3 – la periferica di controllo  – Detroit, 1978.

«Ciao Mary Ann»

«Ciao Chri»

Nessun altro, adulto o coetaneo, maschio o femmina, lo può chiamare così senza irritarlo, ma lei sì, Mary Ann l’ha sempre chiamato così, fin da quando avevano tre anni.

Tutti li hanno sempre presi per fratelli. Anche Mary Ann ha un viso di lineamenti delicati, ed è una ragazzina sottile, silenziosa e dagli occhi intelligenti.

Qualche volta, da bambini, “giocando a dottori”, Mary Ann gli ha fatto vedere “la passerina” e lui le ha fatto vedere “il pistolino”.

Sono cresciuti ripetendosi “da grandi sposiamo”, ma ora da qualche anno non se lo dicono più.

«C’è Jenny?» chiede Christian.

«Si, entrate»

Spalanca la porta, e chiama “mamma!”.

Jenny Mc Bride sbuca dalla cucina con indosso un grembiule.

Al vedere Christian come sempre ha un grido di gioia, si pulisce le mani, lo abbraccia, lo bacia. Christian fa finta di essere imbarazzato.

«Sai Jenny, io e il mio amico qui, Paky…»

«Giorno, signora McBride!»

«Caio Paky! A casa tutto bene?»

«Si, signora, grazie»

«Allora, Christian, avete sete? Una coca?»

«Grazie, signora Mc Bride» dice Paky, e Christian gli rifila un’occhiataccia.

Jenny lo vede, sorride, gli chiede: «Tu non la vuoi Christian una bella coca cola fredda, con la cannuccia?»

La seguono in cucina. Sopra il frigorifero è accesa una piccola Tv nella quale si agitano i faccioni allegri dei Robinson.

Quando lei porge loro le due bibite, Christian dice: «Ecco, noi veramente siamo venuti a chiederti un piacere»

Jenny lo guarda incuriosita.

Ricorda ancora, e certo la ricorda anche lui, quella volta, molti anni prima, lui aveva non più di sette o otto anni, quando le chiese “un piacere”:

se poteva prestargli dieci dollari per dieci giorni.

Lei gli aveva risposto: mai prestare soldi agli amici, perdi i soldi e perdi l’amico. Te li regalo, i dieci dollari che ti servono.

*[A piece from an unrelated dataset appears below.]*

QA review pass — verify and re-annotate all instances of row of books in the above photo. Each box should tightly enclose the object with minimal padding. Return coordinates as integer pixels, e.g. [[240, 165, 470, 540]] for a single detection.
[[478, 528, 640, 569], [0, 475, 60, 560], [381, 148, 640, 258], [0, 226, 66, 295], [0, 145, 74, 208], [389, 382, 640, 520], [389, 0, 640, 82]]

«Basta che non mi chiediate soldi, ragazzi, perché questo mese sono in bolletta»

«Si tratta di fare una telefonata» dice Christian.

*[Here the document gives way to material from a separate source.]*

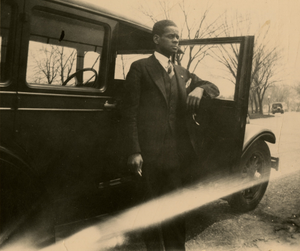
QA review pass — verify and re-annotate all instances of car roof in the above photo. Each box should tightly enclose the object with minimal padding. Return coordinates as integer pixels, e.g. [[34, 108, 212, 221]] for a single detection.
[[51, 0, 152, 33]]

«Una telefonata? Ti serve il telefono?  E hai bisogno di chiedere?»

Paky fa un passo avanti: «Il nostro problema, signora Mc Bride, è che ci prendono per ragazzini e non ci dicono niente. Abbiamo fatto delle prove. Poi Christian ha detto: so io chi potrebbe fare per noi questa telefonata! E così eccoci qui!»

«Spiegatemi»

Christian tira fuori una rivista specializzata in videogiochi, la apre a una certa pagina e inizia a spiegare.

Dopo pochi minuti Jenny Mc Bride dice: «Ho capito».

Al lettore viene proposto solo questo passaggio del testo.